AnandInguva commented on code in PR #23894:
URL: https://github.com/apache/beam/pull/23894#discussion_r1010928738


##########
sdks/python/apache_beam/typehints/arrow_type_compatibility.py:
##########
@@ -348,3 +348,37 @@ def _from_serialized_schema(serialized_schema):
   def __reduce__(self):
     return self._from_serialized_schema, (
         self._beam_schema.SerializeToString(), )
+
+
+class PyarrowArrayBatchConverter(BatchConverter):
+  def __init__(self, element_type: type):
+    super().__init__(pa.Array, element_type)
+    self._element_type = element_type
+    beam_fieldtype = typing_to_runner_api(element_type)
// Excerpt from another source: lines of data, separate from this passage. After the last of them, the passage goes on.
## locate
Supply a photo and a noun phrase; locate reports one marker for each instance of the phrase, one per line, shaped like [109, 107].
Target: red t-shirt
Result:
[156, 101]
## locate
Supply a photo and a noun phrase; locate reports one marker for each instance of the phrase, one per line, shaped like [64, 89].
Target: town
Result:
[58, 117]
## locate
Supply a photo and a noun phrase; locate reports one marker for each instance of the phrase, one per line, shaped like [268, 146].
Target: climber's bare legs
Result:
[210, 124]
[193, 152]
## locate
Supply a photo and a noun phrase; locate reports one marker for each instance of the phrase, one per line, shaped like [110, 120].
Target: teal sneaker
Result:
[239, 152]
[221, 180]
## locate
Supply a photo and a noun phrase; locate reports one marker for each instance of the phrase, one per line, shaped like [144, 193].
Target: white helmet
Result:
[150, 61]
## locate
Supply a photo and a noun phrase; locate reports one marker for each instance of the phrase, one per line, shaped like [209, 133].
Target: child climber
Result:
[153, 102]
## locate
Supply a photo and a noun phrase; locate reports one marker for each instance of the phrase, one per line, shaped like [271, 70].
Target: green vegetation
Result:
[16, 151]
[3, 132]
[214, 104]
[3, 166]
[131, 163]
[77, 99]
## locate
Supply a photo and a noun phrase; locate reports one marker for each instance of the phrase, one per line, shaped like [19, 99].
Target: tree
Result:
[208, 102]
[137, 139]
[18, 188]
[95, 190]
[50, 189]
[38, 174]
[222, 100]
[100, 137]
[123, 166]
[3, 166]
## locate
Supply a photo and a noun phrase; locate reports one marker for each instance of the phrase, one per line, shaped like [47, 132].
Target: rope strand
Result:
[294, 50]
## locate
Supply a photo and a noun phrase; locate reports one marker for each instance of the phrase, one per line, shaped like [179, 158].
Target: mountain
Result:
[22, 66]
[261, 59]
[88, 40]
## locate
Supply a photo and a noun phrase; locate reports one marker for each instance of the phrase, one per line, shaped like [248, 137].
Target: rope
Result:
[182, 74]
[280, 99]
+    self._arrow_type = _arrow_type_from_beam_fieldtype(beam_fieldtype)
+
+  @staticmethod
+  @BatchConverter.register
+  def from_typehints(element_type,
+                     batch_type) -> Optional['PyarrowArrayBatchConverter']:
+    if batch_type == pa.Array:
+      return PyarrowArrayBatchConverter(element_type)
+
+    return None
+
+  def produce_batch(self, elements):
+    return pa.array(list(elements), type=self._arrow_type)

Review Comment:
   Out of curiosity, if the user wants to add other flags to the pa.array, such as `size` or `mask` which are optional for pa.array, how would they do it?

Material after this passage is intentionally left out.